As jornadas “Sustentabilidade e Conservação do Solo” realizadas pela Syngenta visaram aprofundar e partilhar conhecimento sobre a adoção de boas práticas agrícolas para a conservação dos solos e a qualidade da água, desafios atuais da agricultura e que a Syngenta assumiu como compromissos no seu plano global de sustentabilidade – The Good Growth Plan. Até 2020, a empresa pretende contribuir para melhorar a fertilidade de 10 milhões de hectares de terras agrícola à beira da degradação, sabendo-se que esta é uma das maiores ameaças à agricultura.

As jornadas prosseguiram com uma demonstração numa vinha do grupo Bacalhoa, no Poceirão, empresa parceira da Syngenta na implementação de medidas de sustentabilidade agrícola. Usando ferramentas simples e baratas, foi determinada a capacidade de escoamento e de infiltração da água no solo assim como o teor aproximado de matéria orgânica, informação útil para planificar a rega e a fertilização das culturas.
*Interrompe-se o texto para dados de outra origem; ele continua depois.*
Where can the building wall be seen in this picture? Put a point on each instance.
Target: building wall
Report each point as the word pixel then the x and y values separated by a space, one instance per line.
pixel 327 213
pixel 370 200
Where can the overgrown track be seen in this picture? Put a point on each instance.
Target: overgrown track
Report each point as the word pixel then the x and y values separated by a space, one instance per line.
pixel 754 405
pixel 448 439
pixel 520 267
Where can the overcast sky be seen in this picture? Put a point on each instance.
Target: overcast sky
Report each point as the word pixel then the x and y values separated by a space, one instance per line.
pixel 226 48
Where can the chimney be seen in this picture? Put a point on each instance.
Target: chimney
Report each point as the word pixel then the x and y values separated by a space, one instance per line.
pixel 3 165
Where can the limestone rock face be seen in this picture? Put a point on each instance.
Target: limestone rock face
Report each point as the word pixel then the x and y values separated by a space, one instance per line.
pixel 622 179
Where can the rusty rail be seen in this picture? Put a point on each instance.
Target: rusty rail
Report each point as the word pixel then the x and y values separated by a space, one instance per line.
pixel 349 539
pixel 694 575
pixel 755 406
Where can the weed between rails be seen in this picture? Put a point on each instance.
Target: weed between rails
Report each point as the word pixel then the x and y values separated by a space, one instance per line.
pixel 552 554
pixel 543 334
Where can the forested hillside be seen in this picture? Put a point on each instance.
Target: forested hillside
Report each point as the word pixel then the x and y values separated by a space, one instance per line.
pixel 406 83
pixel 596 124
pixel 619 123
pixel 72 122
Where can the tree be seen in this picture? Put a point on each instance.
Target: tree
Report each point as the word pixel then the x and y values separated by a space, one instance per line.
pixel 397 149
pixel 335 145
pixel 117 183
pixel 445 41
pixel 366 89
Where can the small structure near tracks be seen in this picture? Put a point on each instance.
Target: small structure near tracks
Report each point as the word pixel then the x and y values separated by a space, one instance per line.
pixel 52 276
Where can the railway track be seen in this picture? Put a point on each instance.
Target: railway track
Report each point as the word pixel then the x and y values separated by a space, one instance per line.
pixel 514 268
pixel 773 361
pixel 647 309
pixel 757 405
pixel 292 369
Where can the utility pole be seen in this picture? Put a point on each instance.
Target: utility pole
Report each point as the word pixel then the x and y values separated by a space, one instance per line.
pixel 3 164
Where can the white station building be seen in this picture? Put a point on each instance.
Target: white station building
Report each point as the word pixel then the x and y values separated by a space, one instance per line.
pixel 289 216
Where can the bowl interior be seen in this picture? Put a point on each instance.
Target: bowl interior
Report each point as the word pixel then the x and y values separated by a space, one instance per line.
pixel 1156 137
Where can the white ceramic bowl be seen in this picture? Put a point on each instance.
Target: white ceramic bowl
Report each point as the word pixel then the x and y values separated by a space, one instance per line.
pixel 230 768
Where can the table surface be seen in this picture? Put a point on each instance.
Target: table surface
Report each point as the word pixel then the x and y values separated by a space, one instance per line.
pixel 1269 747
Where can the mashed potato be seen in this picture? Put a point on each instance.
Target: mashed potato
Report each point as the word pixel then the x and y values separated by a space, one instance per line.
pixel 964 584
De acordo com a informação avançada pela empresa, num teste comparativo entre um solo mobilizado e um solo com cobertura vegetal ficou comprovado que o segundo tem maior capacidade de absorção e de retenção da água. “É preciso desmistificar a ideia generalizada de que os solos lavrados absorvem e retêm mais água, pois na realidade é o inverso: um solo com cobertura vegetal, mais estruturado, serve de barreira à escorrência da água e dos sedimentos superficiais”, explicou o investigador espanhol, Julio Roman Vasquez.

Francisco Garcia Verde, responsável de Sustentabilidade da Syngenta para a Península Ibérica, reforçou ainda que “estas jornadas foram o início de um conjunto de ações de formação que a Syngenta vai realizar em Portugal sobre boas práticas de conservação do solo, em parceria com a APOSOLO- Associação Portuguesa de Mobilização de Conservação do Solo, entidade com a qual temos uma visão comum sobre a importância de preservar os solos”, acrescentando que o objetivo de ambas as entidades é contribuir para aumentar a área de agricultura de conservação em Portugal, atualmente estimada em cerca de 40.000 hectares.